The bike share, which took two years to bring to campus, was also attractive because it helps address a university goal to be more environmentally friendly.

Mooney said university officials have worked on adding a bike-share program on campus for almost two years under directives of the President’s Climate Committee, which formed to address a pledge the university president signed in 2007 to reduce greenhouse gas emissions and reach carbon neutrality by 2050.


“Alternative transportation is one of the [parking and transportation department’s] areas of responsibility as well as trying to be green and minimize our carbon footprint,” Mooney said. “We hope that students will migrate to the bikes versus the buses.”

Spin also launched its bike share program at Goucher College last week, according to school spokeswoman Tara de Souza.

The college agreed to partner with the company and bring about 30 bikes to Goucher based on a student’s suggestion, she said.

Goucher freshman Gabriel Silver, 19, said he pursued Spin after using the company’s bikes in Washington, D.C. He emailed the company to find out if they had considered Goucher College as an expansion site only to find out that Towson University was already on track to offer the bikes.

Since the launch, Silver said he has seen heavy use near the campus gym and dorms.

“There aren’t as many cars in the way [on campus], so dock-less is great because you can target any available space,” he said.


Though the program is a pilot for now, the company would like to add more bikes in the future, according to Brooks Buffington, Spin’s head of market operations.

The bikes can make short trips off campus and can be used by the general public, Buffington said. While they do not have to be returned to docking stations, users are encouraged to return them to campus, he said.

“We don’t have an agreement in place with the city itself, but from what we know from [other colleges], students may take them downtown to get a bite to eat … We’re trying to keep them fairly centralized on the two campuses.”

Baltimore County has not been contacted by Spin to expand the program throughout the county, nor is the county considering adding a similar bike-share system currently, according to county spokeswoman Ellen Kobler.

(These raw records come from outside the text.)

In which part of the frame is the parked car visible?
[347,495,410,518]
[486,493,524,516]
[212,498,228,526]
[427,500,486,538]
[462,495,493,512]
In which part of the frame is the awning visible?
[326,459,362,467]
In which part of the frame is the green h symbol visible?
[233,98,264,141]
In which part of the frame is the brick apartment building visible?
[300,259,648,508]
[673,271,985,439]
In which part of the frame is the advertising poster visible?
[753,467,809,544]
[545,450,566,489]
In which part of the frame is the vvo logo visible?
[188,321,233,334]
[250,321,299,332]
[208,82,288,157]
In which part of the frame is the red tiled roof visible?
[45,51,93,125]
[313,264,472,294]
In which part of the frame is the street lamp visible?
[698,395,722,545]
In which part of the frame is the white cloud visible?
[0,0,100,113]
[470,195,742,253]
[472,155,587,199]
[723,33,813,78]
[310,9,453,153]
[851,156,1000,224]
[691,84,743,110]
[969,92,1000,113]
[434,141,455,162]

However, some residents said they welcome the potential impact the addition of bike share could have on parking congestion in neighborhoods near campus, including Aigburth Manor and Knollwood-Donnybrook.

The increased use of bicycles is something that the Greater Towson Council of Community Associations has been pushing for many years, according to Aigburth Manor resident Paul Hartman, the group’s past president and webmaster.

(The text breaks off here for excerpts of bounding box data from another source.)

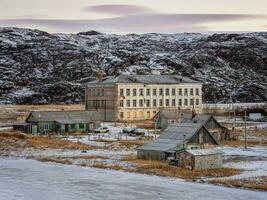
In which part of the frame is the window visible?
[196,88,199,96]
[70,124,76,129]
[126,99,131,107]
[146,100,150,107]
[190,88,194,96]
[190,99,194,106]
[179,99,182,106]
[153,88,157,96]
[172,88,175,96]
[165,88,170,96]
[184,99,188,106]
[153,99,157,107]
[166,99,170,106]
[159,88,163,95]
[196,99,199,106]
[120,100,124,107]
[120,89,124,97]
[133,99,136,107]
[126,89,131,96]
[179,88,183,96]
[184,88,188,96]
[79,124,84,129]
[139,99,143,107]
[146,88,150,96]
[159,99,163,106]
[139,88,144,96]
[172,99,175,106]
[133,89,136,96]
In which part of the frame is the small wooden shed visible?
[176,149,223,169]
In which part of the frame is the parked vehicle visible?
[94,127,109,133]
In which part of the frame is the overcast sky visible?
[0,0,267,34]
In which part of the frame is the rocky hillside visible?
[0,28,267,103]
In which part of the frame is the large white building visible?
[85,75,202,121]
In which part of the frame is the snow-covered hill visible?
[0,28,267,103]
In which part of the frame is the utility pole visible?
[245,110,247,149]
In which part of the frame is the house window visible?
[153,88,157,96]
[196,88,199,96]
[146,100,150,107]
[165,88,170,96]
[146,88,150,96]
[133,89,136,96]
[184,99,188,106]
[179,88,183,96]
[184,88,188,96]
[159,88,163,95]
[139,88,144,96]
[153,99,157,107]
[133,99,136,107]
[126,100,131,107]
[120,100,124,107]
[126,89,131,96]
[172,88,175,96]
[166,99,170,106]
[120,89,124,97]
[190,88,194,96]
[172,99,175,106]
[79,124,84,129]
[139,99,143,107]
[190,99,194,106]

Hartman said the umbrella group of community associations would like to see more bikes on the road to address Towson’s traffic woes. More bicycles could mean fewer cars and less pollution, he said.

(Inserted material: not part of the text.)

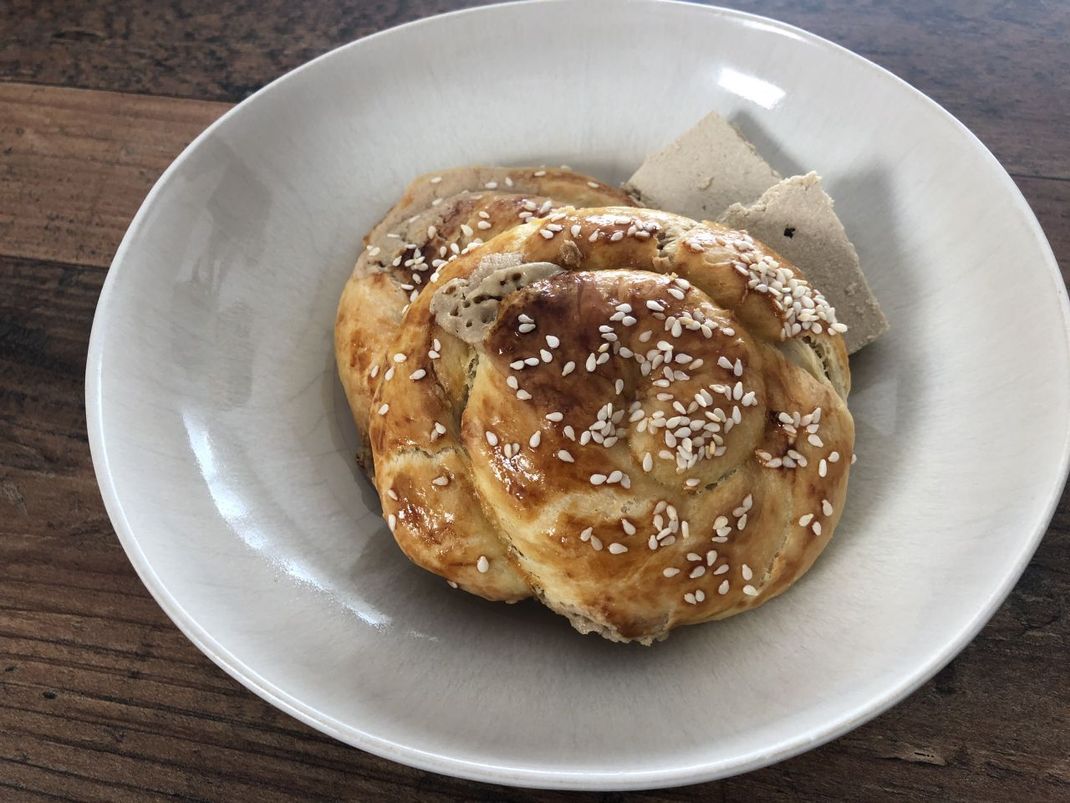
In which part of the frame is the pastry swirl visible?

“There is no magic solution so it will take a combination of more bikes along with increased walkability and better public transportation,” Hartman said in a Feb. 1 email.

According to Baltimore County Councilman David Marks, previous attempts to bring a similar system to Towson have not received support from other members of the council or Baltimore County government.

In 2013, Marks sponsored a resolution to look into the feasibility of a county-sponsored program but nothing came of the effort. He hopes to see measures to increase bicycling throughout Towson in the future, he said.

“Since then, I have urged both Towson University and Goucher College to push this concept, along with projects such as bike lanes along York Road and Towsontown Boulevard,” Marks said in a Jan. 31 email. “My hope is that the next administration will see the value of bicycling.”

Dave Riley, president of the Knollwood Donnybrook Association and head of a task force seeking to create a trail system along Herring Run, said he’s interested in learning more about the bike-share system in relation to promoting environmental health and reducing parking problems.


He has asked a campus official to brief the task force on bike share and invited a representative to join the group in an advisory role.

“I support it and I’m interested working with the university,” Riley said.